Editas Medicine Announces Positive Initial EDIT-301 Safety and Efficacy Data from the First Four Patients Treated in the RUBY Trial and the First Patient Treated in the EdiTHAL Trial - Seite 2
RUBY Trial
Safety
All treated patients demonstrated successful neutrophil and platelet engraftment. No serious adverse events (SAEs) were reported after EDIT-301 infusion, and no adverse events (AEs) related to
EDIT-301 treatment have been observed. All four treated patients in the RUBY trial are free from vaso-occlusive events since infusion with EDIT-301, with 2-10 months follow-up.
Efficacy
Patient 1 (male) has had 10 months of follow-up. Patient 1’s total hemoglobin returned to normal physiological level of 16.4g/dL (male normal range: 13.6–18.0 g/dL) at five months after infusion of
EDIT-301 and has been maintained at this level at the 10-month follow-up. In addition, Patient 1’s fetal hemoglobin fraction increased from 5% at baseline to 45.4% five months after treatment with
EDIT-301 and 43.4% at the 10-month follow-up.
Patient 2 (female) has had 6 months of follow-up. Patient 2’s total hemoglobin reached normal physiological level of 12.7 g/dL (female normal range: 12.0–16.0 g/dL) at five months after infusion of EDIT-301 and fetal hemoglobin increased from 10.8% at baseline to 51.3% at the 6-month follow-up.

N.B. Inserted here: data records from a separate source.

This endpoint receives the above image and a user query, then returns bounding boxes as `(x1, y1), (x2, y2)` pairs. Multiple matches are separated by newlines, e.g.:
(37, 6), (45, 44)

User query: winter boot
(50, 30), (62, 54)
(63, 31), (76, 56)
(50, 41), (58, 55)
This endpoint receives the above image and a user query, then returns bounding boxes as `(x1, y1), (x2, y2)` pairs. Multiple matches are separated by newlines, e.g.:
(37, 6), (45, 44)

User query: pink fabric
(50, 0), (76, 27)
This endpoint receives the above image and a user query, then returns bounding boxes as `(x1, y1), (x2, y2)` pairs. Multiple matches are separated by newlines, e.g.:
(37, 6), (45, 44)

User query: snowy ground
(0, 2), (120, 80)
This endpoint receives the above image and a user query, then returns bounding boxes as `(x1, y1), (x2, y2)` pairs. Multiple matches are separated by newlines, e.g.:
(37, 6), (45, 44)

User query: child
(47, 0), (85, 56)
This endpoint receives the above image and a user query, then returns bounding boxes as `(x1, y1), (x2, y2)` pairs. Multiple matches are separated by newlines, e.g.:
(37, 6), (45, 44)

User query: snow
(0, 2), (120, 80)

Patient 3 (female) and Patient 4 (male) have had three and two months of follow-up, respectively. Increases in total hemoglobin and fetal hemoglobin fractions for Patient’s 3 and 4 are following similar trajectories as seen in Patients 1 and 2 at the same timepoints.
EdiTHAL Trial
Safety
The first treated patient (male) in the EdiTHAL trial has had 1.5 months of follow-up. Patient 1 had successful neutrophil and platelet engraftment within 30 days of EDIT-301 infusion, and the
safety profile has been consistent with that of myeloablative busulfan conditioning and autologous hematopoietic stem cell transplant. No serious adverse events occurred after EDIT-301 infusion,
and no adverse events reported were related to treatment with EDIT-301.
Efficacy
The first EdiTHAL patient’s experience with EDIT-301 resembles that of the first four RUBY patients, achieving a fetal hemoglobin fraction of 34.9% representing 4 g/dL of total hemoglobin at 1.5
months post-treatment.
“These promising data support our belief that EDIT-301 can be a clinically differentiated, one-time, durable medicine that can provide life changing clinical benefits to patients with sickle cell disease and beta thalassemia long term, specifically driving early and robust correction of anemia and sustained increases in fetal hemoglobin,” said Baisong Mei, MD, Ph.D., Senior Vice President and Chief Medical Officer, Editas Medicine. “I would like to thank the clinical trial participants, their families, clinicians, and colleagues at collaborating institutions that contribute to the RUBY and EdiTHAL trials. We remain on-track to dose 20 RUBY patients by year-end, and we look forward to sharing further RUBY and EdiTHAL clinical updates later this year.”